Turbo Pascal for Windows – Fall 1991(?)
Turbo Pascal’s first major paradigm shift. Painful lessons learned in the development of OWL and the TPW IDE would shape the design of the future Delphi project.

Turbo Pascal 6.0 – November 1990
My first Borland product. Hired straight out of college by Pascal QA manager Eberhard Waiblinger, Borland dunked me head first into the school of total immersion OOP, Software Quality Assessment / Quality Assurance, risk metrics, and commercial software development processes.

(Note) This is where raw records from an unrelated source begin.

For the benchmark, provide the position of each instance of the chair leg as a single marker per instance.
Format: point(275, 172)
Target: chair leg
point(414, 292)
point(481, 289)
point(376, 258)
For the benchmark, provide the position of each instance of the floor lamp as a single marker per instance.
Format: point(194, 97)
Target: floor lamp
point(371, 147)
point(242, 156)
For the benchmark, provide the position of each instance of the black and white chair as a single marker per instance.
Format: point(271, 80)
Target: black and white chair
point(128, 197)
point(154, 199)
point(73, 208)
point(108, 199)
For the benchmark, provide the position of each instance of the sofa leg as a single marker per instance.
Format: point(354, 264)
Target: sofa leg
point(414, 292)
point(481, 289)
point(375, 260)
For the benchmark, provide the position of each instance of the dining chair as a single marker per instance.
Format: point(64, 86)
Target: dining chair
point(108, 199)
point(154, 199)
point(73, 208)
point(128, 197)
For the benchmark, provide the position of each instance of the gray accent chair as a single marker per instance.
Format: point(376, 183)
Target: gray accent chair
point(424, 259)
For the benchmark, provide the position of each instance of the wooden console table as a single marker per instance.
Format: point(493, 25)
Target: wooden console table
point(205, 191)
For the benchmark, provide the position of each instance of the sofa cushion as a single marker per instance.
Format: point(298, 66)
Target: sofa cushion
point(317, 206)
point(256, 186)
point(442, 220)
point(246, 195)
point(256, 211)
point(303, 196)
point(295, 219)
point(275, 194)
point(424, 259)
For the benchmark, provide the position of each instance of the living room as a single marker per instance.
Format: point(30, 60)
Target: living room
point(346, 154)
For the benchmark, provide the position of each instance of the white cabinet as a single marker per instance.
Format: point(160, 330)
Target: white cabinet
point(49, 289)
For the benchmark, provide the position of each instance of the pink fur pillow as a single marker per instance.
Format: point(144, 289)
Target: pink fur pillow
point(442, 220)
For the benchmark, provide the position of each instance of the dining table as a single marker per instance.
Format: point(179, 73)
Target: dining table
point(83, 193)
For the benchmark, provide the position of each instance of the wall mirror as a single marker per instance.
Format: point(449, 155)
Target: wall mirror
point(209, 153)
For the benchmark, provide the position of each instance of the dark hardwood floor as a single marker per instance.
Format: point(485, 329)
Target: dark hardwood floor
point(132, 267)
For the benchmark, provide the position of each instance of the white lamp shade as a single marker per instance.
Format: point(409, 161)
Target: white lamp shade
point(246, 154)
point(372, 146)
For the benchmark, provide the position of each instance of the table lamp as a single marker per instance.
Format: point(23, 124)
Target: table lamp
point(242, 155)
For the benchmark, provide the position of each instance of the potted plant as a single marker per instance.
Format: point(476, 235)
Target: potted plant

How confident and ready-for-anything I must have seemed at the job interview (In my dressed-to-kill new suit. Thanks, Mom!). After all, I had been programming professionally for five years for a state agency while in high school and college! In only a matter of weeks I would discover just how vast my ignorance could be. “Great googleymoogley, these guys are the pros! There’s Anders somethingberg, who builds compilers with his bare hands! And Chuck somethingski, who juggles objects and polymorphs like an air traffic controller!”

The fun part about programming, and working at Borland, is that you never really shake that feeling of virtual vertigo. The more you learn, the more you discover you don’t know.